Materials and methods: The Global Andrology Forum (GAF) conducted a webinar comprising four expert-led lectures on medical statistics and male infertility research. Participants completed three online surveys evaluating baseline characteristics, pre- and post-course knowledge, and satisfaction.
Results: Post-webinar analysis showed a significant improvement in statistical knowledge, with the mean percentage of correct responses rising from 55.6% (95% confidence interval [95% CI]: 51.35-59.86) to 66.8% (95% CI: 62.48-71.14) (p<0.05). Female participants demonstrated over twice as much a greater average score increase (16.1) compared to males (7.9), though the difference was not statistically significant (p=0.092). Participants from public institutions showed the most substantial improvement (p<0.001), while private sector participants had a more modest and non-significant increase (p=0.054). Overall satisfaction was high, with 77.6% of participants indicating that they would recommend the course to their colleagues.

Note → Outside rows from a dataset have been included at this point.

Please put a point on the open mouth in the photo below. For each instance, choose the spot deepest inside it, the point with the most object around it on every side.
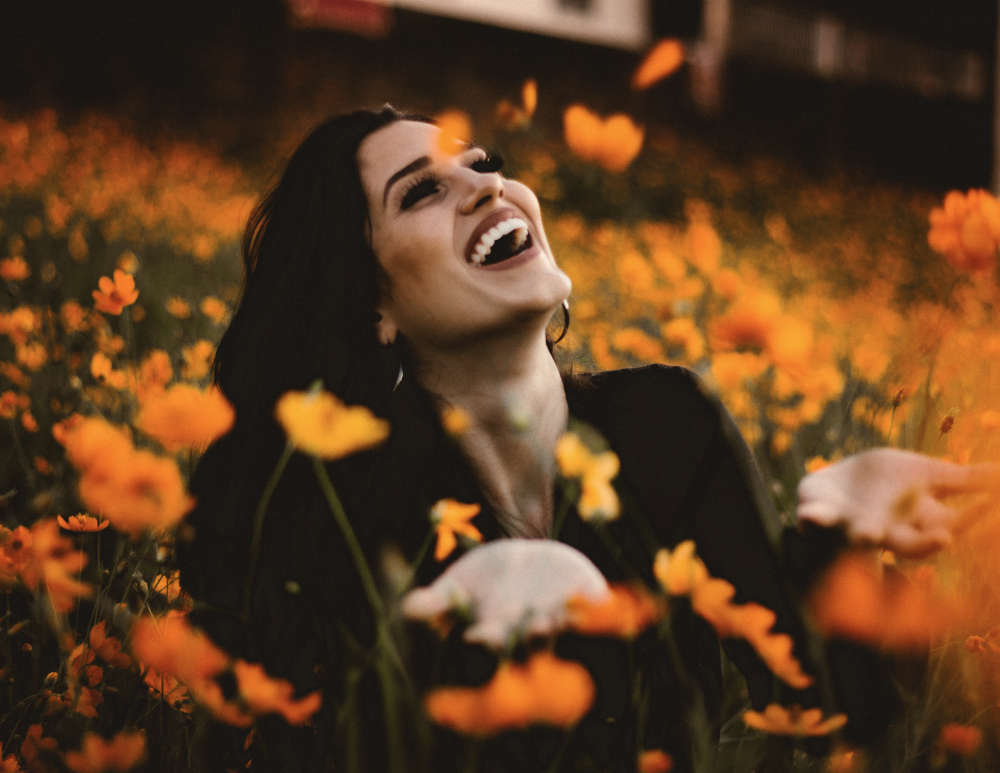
(503, 241)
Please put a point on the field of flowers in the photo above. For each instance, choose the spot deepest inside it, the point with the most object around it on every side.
(830, 317)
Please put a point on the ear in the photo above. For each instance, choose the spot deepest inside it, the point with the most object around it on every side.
(385, 327)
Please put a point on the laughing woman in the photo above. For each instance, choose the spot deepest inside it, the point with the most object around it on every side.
(409, 279)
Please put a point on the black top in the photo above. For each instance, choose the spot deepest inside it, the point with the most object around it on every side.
(685, 474)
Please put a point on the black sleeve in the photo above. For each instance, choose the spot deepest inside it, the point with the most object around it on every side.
(698, 480)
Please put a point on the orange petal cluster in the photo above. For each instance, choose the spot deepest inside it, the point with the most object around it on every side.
(896, 613)
(42, 557)
(662, 60)
(175, 652)
(184, 416)
(114, 294)
(134, 489)
(966, 230)
(598, 499)
(81, 522)
(451, 517)
(613, 142)
(793, 721)
(627, 610)
(319, 424)
(683, 573)
(122, 752)
(544, 690)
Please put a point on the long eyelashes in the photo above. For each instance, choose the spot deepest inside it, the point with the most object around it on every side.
(429, 184)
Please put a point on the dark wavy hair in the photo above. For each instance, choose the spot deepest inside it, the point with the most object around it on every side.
(307, 312)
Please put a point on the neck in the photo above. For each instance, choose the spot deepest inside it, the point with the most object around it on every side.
(512, 391)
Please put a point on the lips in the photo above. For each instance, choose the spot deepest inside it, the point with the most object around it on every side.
(488, 222)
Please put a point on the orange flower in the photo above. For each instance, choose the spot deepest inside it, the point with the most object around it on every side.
(101, 369)
(34, 742)
(115, 294)
(655, 761)
(214, 309)
(264, 695)
(966, 230)
(663, 59)
(898, 613)
(108, 648)
(178, 307)
(681, 571)
(963, 740)
(450, 518)
(318, 423)
(14, 269)
(197, 359)
(171, 646)
(456, 131)
(613, 142)
(42, 557)
(123, 752)
(625, 612)
(186, 417)
(598, 499)
(794, 721)
(142, 491)
(543, 690)
(82, 522)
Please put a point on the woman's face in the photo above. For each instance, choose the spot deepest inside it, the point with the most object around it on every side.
(462, 246)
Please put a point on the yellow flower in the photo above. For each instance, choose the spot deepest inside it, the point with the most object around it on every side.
(455, 420)
(793, 721)
(598, 499)
(543, 690)
(186, 417)
(319, 424)
(449, 518)
(679, 572)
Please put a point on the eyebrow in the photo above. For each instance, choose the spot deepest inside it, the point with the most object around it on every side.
(410, 168)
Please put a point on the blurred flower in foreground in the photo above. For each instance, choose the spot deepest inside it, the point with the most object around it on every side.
(962, 740)
(794, 721)
(186, 417)
(317, 423)
(450, 518)
(625, 612)
(663, 59)
(544, 690)
(121, 753)
(612, 142)
(598, 500)
(456, 131)
(115, 294)
(966, 230)
(683, 573)
(896, 612)
(655, 761)
(511, 587)
(82, 522)
(513, 116)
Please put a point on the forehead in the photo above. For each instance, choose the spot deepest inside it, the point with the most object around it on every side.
(387, 150)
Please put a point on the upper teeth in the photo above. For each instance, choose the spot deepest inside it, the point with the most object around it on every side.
(490, 237)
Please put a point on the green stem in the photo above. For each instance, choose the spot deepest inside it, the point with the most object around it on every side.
(258, 526)
(389, 708)
(367, 580)
(417, 561)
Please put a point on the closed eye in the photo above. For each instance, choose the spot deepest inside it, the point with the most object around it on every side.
(420, 189)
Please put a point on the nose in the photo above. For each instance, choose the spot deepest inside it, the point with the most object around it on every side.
(486, 187)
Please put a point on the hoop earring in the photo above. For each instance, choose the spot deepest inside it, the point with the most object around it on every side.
(562, 333)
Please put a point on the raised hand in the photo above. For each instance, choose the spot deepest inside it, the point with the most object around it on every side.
(893, 498)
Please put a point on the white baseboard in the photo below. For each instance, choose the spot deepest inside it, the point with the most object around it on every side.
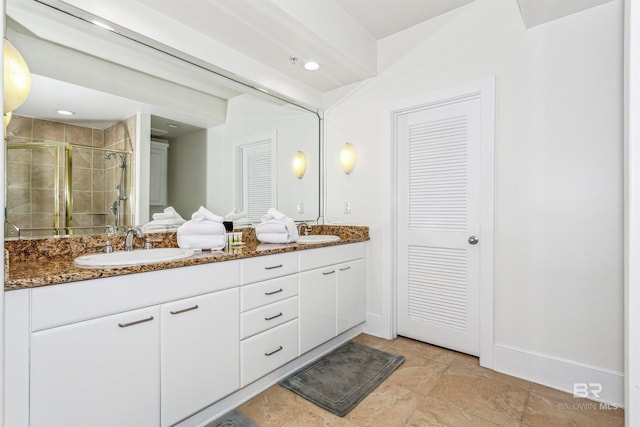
(560, 374)
(376, 326)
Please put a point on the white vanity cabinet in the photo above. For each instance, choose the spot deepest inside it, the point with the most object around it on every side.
(154, 348)
(145, 349)
(199, 353)
(317, 307)
(268, 323)
(351, 292)
(100, 372)
(332, 293)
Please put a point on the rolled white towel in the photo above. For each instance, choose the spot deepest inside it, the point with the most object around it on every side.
(154, 227)
(203, 214)
(205, 228)
(209, 241)
(275, 238)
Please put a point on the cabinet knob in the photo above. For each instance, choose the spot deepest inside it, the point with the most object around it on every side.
(184, 310)
(273, 317)
(135, 322)
(274, 351)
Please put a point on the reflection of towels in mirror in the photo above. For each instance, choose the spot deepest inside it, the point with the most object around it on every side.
(169, 213)
(276, 227)
(165, 221)
(203, 214)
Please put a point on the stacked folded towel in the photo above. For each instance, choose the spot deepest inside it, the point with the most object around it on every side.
(163, 221)
(276, 227)
(204, 231)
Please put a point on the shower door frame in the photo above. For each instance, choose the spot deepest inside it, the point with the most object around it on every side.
(67, 230)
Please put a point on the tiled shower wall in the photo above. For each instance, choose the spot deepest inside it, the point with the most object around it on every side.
(30, 175)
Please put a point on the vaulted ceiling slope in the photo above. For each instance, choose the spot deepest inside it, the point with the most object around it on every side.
(341, 35)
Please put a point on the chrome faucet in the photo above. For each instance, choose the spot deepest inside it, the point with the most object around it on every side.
(306, 229)
(131, 233)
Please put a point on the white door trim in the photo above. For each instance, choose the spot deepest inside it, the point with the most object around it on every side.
(485, 89)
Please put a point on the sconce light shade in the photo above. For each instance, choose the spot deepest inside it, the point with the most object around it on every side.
(299, 164)
(7, 119)
(347, 158)
(17, 78)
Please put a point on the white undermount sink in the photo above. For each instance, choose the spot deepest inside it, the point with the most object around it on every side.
(137, 257)
(317, 238)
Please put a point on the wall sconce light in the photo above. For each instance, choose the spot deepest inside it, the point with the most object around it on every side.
(299, 164)
(17, 80)
(347, 158)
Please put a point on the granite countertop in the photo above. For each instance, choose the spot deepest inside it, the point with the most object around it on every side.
(43, 262)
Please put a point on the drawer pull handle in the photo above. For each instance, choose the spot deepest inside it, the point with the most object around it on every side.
(273, 317)
(136, 322)
(274, 351)
(184, 310)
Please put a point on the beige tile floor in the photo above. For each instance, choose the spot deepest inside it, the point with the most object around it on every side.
(437, 387)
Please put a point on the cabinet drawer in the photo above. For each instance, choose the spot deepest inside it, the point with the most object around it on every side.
(268, 351)
(267, 292)
(268, 267)
(263, 318)
(321, 257)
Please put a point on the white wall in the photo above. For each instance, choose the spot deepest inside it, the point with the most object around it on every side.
(632, 291)
(559, 153)
(295, 129)
(187, 172)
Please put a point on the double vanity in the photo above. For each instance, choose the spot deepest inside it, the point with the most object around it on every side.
(152, 344)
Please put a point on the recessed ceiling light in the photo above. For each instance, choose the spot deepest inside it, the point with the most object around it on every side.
(311, 66)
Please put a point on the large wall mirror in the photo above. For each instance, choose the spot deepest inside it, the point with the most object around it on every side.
(148, 128)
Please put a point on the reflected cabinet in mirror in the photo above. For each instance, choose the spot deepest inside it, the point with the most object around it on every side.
(146, 128)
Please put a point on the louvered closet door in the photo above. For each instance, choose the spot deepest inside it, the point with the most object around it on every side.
(258, 179)
(438, 212)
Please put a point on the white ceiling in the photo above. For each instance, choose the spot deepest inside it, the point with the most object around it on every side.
(341, 35)
(382, 18)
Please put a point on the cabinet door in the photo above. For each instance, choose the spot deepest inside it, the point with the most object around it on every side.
(351, 291)
(200, 352)
(317, 307)
(101, 372)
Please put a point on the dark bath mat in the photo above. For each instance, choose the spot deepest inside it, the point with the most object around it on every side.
(340, 380)
(233, 418)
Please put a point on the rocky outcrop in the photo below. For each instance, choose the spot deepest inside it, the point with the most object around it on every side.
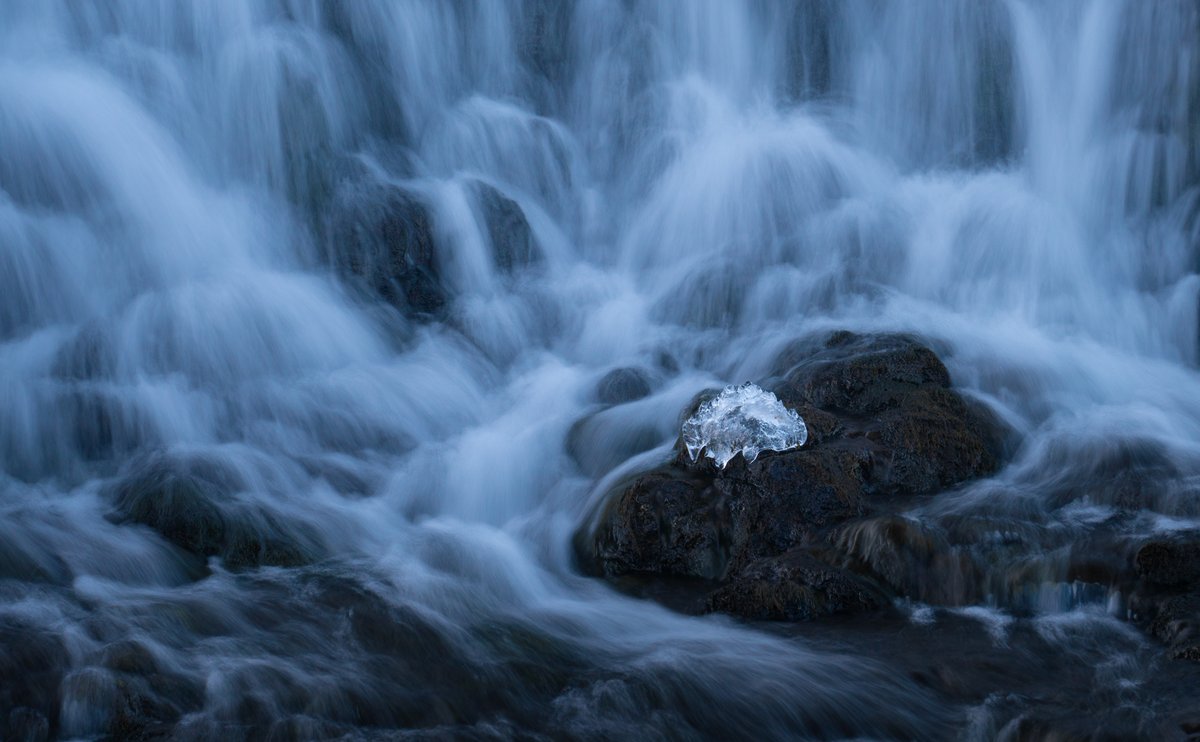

Conclusions: This structured online webinar significantly improved the participants' statistical knowledge, highlighting the importance of such training in medical research. The high levels of participant satisfaction and positive feedback regarding the course underscore the webinar's success. This study highlights the potential for future targeted online statistical educational initiatives and the need for such training for researchers in andrology and biomedicine.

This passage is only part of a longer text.